Why has the mobile phone taken off? This is a period of unprecedented mobility. People are moving more–whether it’s to commute, or as refugees or migrants to the cities. The mobile is answering the demands this mobility throws up.

What surprised you most in your research? Going to places that didn’t already have telephones and the Internet and then seeing the enormous impact the recent acquisition of a mobile phone could have. In Dubai, mobile phones haven’t made an enormous difference to wealthy property owners, but they have to the porters who work around the harbor or to traders on wooden ships going between east Africa and the Middle East. Traders, for instance, can now find out about shipping news and who’s selling what to whom.

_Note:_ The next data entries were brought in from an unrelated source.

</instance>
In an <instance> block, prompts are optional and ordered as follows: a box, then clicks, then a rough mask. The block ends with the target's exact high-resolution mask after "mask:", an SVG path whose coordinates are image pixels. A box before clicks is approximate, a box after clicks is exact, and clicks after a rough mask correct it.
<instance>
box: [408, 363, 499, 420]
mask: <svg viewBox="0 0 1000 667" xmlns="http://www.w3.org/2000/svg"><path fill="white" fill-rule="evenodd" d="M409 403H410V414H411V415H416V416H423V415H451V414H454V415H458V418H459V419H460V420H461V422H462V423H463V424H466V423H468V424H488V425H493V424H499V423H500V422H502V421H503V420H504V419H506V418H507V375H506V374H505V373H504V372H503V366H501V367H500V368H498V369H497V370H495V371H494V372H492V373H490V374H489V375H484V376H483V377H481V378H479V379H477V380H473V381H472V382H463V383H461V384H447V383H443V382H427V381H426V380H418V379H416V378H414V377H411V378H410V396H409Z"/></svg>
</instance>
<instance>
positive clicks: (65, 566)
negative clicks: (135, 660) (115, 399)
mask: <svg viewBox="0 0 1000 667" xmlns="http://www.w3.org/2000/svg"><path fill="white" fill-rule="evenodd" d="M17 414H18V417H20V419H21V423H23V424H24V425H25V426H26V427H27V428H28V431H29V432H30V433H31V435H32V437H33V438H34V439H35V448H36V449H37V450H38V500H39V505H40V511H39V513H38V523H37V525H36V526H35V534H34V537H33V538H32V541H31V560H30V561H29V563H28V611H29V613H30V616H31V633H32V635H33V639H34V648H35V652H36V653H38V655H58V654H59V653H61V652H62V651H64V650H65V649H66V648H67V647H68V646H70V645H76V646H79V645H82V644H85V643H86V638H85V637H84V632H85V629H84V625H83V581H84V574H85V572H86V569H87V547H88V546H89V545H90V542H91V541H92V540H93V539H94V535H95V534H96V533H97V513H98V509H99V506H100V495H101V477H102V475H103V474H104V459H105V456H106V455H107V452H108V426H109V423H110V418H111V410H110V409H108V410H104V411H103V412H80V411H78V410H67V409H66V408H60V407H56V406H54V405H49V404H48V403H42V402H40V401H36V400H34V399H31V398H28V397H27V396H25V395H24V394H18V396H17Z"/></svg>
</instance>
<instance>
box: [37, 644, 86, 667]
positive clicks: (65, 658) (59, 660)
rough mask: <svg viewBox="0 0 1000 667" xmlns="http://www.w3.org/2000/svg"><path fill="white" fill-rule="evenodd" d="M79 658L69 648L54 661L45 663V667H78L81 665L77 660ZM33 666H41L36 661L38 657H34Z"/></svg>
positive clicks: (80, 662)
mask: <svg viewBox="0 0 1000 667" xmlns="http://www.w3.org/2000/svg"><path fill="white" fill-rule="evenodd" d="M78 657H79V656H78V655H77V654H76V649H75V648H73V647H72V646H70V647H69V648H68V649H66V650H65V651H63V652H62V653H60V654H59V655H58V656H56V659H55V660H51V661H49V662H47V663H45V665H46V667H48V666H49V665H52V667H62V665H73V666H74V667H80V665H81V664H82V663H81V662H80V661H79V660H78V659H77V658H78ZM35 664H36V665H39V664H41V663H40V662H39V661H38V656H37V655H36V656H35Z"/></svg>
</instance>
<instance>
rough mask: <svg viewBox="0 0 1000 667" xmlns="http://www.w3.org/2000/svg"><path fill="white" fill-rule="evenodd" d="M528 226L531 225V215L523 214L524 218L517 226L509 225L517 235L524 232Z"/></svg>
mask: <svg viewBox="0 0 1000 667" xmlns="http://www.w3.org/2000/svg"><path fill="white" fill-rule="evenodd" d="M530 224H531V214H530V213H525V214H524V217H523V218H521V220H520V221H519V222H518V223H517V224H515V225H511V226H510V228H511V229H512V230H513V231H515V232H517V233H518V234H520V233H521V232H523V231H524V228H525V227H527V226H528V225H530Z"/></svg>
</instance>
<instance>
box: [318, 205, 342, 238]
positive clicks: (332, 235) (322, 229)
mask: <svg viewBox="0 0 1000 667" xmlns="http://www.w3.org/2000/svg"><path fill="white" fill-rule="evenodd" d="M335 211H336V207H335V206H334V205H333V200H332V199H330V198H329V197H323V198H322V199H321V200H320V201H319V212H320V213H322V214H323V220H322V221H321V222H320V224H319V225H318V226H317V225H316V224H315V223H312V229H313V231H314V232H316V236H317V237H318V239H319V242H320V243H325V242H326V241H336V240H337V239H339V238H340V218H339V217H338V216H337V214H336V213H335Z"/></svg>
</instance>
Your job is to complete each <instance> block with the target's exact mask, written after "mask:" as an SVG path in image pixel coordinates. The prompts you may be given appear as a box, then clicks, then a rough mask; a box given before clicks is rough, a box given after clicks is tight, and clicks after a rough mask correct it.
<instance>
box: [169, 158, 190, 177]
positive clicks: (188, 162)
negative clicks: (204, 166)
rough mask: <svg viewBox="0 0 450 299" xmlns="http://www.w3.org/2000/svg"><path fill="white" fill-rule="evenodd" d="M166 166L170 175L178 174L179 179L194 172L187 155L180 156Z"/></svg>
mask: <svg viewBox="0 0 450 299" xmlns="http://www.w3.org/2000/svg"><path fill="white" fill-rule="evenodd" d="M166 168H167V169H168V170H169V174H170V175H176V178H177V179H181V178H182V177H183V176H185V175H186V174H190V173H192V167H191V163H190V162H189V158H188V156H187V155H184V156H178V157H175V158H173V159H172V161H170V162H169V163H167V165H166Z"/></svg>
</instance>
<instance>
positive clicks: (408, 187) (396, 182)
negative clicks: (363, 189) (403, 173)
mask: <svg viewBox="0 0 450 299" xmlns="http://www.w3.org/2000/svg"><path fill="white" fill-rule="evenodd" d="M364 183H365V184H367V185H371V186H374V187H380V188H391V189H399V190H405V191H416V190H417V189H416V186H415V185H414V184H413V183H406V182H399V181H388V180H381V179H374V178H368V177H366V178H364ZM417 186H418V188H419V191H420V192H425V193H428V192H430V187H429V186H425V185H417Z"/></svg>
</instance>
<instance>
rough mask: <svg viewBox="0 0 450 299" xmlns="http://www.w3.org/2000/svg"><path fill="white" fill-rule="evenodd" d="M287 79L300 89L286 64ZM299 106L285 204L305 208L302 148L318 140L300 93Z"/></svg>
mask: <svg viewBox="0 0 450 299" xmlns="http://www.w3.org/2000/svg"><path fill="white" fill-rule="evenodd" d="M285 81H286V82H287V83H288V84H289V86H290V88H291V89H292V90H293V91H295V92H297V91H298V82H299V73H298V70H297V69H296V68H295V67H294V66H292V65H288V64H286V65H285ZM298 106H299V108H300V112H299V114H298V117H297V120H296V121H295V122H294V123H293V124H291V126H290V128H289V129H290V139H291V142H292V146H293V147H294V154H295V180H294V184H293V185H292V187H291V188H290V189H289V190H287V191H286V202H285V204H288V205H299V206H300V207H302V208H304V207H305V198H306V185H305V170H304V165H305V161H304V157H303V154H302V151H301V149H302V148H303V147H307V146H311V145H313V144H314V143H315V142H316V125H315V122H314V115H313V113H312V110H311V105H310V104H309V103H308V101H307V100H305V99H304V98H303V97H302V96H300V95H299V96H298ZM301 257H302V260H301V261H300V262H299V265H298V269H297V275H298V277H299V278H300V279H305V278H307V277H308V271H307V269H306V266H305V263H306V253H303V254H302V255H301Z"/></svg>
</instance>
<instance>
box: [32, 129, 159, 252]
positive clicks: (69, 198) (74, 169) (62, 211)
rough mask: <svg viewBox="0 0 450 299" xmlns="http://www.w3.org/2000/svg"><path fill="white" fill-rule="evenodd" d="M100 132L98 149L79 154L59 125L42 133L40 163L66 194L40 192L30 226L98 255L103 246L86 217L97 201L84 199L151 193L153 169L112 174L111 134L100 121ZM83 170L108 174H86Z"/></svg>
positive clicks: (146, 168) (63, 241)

How has text messaging affected the use of language? There’s an incredible collision going on. It’s almost like kids are choosing from a menu of languages and picking the most efficient way to express themselves. In Birmingham, kids use a bit of Afro-Caribbean with a bit of Urdu or Punjabi, a bit of Arabic, a bit of English.

What are mobiles doing to people’s thumbs? Kids have started to use their thumbs instead of index fingers for other things like ringing doorbells and pointing. In Japan, people talk about the under-20s as the thumb generation.